Semantic Matching. The semantic matching approach follows the assumption that textual information on the storefront indicates the type of business place. Given this assumption, the goal of the semantic matching module is to predict the type of storefront based on the semantic distance between the words extracted from the image and the standard name of each candidate storefront type, as defined in ImageNet synsetFootnote 3, such as cafe, bakery etc. However, not all the words in street-level imagery should necessarily have semantic relations to the place type. Some words may have high similarity with one of the candidate classes, others may be completely irrelevant. For instance, words such as hair, nail or beauty on storefront images are likely to be related to a Beauty Salon. On the contrary, OPEN/CLOSE signs do not give any information about the type of storefront.

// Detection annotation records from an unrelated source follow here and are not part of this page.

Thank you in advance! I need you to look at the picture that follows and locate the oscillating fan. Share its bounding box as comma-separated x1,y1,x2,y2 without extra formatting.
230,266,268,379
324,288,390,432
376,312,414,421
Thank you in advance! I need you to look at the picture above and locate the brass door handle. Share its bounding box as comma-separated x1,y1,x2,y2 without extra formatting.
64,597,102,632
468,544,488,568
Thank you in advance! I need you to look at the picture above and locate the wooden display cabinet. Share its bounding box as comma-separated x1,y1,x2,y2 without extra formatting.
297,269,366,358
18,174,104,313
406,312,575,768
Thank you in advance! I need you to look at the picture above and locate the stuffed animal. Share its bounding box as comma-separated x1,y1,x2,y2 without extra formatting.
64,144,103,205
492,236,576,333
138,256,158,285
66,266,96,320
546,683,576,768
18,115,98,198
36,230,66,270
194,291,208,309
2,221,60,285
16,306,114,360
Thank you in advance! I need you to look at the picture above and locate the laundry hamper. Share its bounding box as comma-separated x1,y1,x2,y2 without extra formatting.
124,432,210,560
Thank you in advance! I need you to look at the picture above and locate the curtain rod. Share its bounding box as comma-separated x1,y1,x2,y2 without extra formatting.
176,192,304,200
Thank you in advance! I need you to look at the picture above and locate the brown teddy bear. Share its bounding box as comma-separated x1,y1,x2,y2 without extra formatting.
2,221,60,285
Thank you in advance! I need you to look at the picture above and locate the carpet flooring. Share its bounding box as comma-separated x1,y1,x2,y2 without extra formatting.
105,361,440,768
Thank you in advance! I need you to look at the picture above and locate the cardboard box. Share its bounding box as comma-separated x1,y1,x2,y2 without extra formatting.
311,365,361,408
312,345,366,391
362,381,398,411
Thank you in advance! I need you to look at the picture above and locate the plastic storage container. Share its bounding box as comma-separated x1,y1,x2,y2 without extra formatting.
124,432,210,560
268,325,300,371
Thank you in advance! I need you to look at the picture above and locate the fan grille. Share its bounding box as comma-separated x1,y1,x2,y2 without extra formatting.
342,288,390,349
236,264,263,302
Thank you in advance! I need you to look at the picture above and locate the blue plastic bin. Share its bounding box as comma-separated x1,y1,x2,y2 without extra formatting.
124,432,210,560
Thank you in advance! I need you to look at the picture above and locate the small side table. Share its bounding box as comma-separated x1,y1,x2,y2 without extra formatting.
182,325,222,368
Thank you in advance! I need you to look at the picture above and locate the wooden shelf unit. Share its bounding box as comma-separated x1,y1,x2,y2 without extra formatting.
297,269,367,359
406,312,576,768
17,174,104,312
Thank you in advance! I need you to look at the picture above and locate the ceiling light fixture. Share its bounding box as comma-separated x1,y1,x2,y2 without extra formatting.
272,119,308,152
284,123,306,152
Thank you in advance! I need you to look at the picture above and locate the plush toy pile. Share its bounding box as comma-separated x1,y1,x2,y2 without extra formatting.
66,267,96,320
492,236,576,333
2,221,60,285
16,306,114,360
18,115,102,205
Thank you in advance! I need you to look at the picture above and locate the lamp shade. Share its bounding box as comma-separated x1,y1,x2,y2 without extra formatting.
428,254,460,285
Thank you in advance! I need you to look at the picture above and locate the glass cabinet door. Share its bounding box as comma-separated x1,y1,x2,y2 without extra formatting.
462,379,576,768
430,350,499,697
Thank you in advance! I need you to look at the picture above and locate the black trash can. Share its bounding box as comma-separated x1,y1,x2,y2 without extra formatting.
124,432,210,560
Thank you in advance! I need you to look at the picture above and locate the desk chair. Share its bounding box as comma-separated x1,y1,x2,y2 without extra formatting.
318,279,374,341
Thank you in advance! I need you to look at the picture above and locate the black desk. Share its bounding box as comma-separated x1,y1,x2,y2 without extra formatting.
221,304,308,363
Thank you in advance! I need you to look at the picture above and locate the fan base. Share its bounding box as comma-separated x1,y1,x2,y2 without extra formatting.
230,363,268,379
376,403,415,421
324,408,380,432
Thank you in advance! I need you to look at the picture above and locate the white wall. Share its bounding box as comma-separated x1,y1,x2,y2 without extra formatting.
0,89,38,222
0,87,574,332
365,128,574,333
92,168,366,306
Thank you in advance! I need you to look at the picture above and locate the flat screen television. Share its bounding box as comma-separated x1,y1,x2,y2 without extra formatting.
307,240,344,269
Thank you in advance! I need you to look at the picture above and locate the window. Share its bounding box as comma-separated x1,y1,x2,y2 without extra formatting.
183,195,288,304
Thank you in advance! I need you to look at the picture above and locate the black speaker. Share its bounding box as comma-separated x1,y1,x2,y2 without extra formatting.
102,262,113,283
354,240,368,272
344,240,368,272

The text recognition module could result in some noisy texts, which need to be discarded. Before representing a word spotted by the word vector representation, we use a spell detection tool employing the Levenshtein Distance algorithmFootnote 4 to find permutations within an edit distance of 2 from the original word, and therefore remove noisy words. To further remove irrelevant words, we manually curated a blacklist of common – yet irrelevant – words, including verbs like open, close, push, pull, etc.

After reducing potential noise, we need to detect the language which the input word belongs to. In order to tackle this problem, we incorporate in our experiments the polyglot open source toolFootnote 5, which makes language prediction with a corresponding confidence score. If no language can be identified for the input word, English will be chosen as the default language.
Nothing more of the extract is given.